Little Rahina is not doing this at home; she’s in school and taking a lesson.
Rahina’s classroom is the shade provided by the big dawadawa tree on the compound of the Tuya Primary School in the Mion District of the Northern Region.
She’s one of about 270 pupils who study under trees, thatch-roofed sheds or in a classroom with no windows.
Pupils in the school come from four communities dotted around the district. The children balance their stools – pieces of log – on their heads and walk for several hours to school. That’s a daily routine.
The school was started by two senior high school leavers who wanted to give children in their community some education.

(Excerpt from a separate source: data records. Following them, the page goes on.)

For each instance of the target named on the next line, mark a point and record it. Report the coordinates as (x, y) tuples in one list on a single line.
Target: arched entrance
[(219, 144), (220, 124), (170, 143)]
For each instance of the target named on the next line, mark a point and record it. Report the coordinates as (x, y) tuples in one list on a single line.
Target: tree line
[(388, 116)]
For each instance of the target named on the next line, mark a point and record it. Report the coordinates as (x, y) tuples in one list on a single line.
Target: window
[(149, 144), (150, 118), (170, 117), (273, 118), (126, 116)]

“We these two teachers, we found ourselves necessary that there’s a time there’s no school here. So due to these circumstances we found it necessary that there are more children in these communities so we should find them out and teach them small, small,” Hudu Mohammed, one of the teachers, mumbled to JoyNews' Francisca De Souza.

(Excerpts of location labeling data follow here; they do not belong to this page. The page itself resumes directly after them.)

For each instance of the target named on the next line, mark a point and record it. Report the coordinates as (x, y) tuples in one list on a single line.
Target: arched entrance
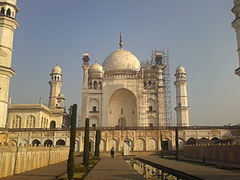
[(36, 142), (48, 142), (52, 125), (122, 109), (122, 122), (127, 147), (60, 142)]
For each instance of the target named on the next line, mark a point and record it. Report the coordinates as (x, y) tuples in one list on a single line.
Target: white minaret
[(8, 25), (181, 97), (236, 26), (56, 98), (84, 104)]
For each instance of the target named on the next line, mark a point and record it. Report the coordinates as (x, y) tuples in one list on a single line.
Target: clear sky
[(198, 35)]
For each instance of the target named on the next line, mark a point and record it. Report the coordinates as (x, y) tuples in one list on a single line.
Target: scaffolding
[(166, 81)]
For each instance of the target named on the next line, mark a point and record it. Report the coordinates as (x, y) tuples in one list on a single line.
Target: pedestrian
[(112, 152)]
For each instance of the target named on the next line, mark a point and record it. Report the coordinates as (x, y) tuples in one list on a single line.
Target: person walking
[(112, 152)]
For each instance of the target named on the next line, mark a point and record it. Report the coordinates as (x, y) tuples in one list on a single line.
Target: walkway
[(113, 168), (44, 173), (204, 172)]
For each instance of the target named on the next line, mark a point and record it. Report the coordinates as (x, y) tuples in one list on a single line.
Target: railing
[(152, 170), (125, 128)]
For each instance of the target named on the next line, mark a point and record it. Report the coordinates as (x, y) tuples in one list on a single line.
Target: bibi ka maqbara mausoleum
[(127, 99)]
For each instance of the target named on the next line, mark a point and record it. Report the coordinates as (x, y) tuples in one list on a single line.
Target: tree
[(70, 161), (161, 145), (86, 145), (97, 144)]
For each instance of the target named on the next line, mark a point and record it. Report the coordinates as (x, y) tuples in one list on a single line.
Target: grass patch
[(221, 166), (80, 171)]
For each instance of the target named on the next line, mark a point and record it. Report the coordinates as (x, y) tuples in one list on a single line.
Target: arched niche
[(122, 104)]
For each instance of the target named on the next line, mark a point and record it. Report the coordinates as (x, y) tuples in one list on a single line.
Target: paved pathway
[(204, 172), (113, 168), (44, 173)]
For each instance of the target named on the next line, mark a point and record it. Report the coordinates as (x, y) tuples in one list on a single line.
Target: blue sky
[(198, 35)]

Most of the over-one-thousand farmers and petty traders at Tuya and other communities in the district have no formal education. The few who ever went to school dropped out at early ages to either help their parents on the farm or to sell farm produce.
Some parents prefer to send their boys, instead of their girls, to school. Many of the girls in the community would have to do house chores or assist their parents on the farm. The few who are allowed to go to school, like Rahina, are sometimes made to carry their younger siblings to school.
While mothers are away on the farm, the men are home, resting and chatting under dawadawa trees and drinking pito, a local brew.
Kid teachers
In one of the classrooms at the Tuya Primary School - a shed, roofed with dried straw - a 10-year-old boy wearing a dirty, tattered and unbuttoned shirt and a pair of loose shorts, leads a group of pupils to learn numerals.
Alhassan is a Class 5 pupil but decides to help his friends in Class 3 because there’s no teacher in the class. A pupil teaching other pupils during normal school hours is a common sight at Tuya.
The little boy struggles to express himself in the English language; his response to the question, “What are you teaching?”, is a complete mumbo jumbo. One would have to do a lot of guess work to understand what he means.
Ambitious DCE
The District Chief Executive for Mion, Daniel Makanda, has big dreams, dreams to turn his district into a world class education hotspot.
But that hope remains an imaginary sketch because there’s no plan on paper about what could done to help the poor children of Tuya.
Speaking on Hotline on the Super Morning Show, Mr Kakanda said his district is an “infantile” district created to help boost development. According to him, his district is too young to solve all problems affecting his people.
Mr Makanda, however, says while windows in the only one-unit classroom block there would be fixed in two months, the dawadawa trees and the thatch-roofed sheds serving as classrooms would remain as they are until after two years when a new school block is constructed.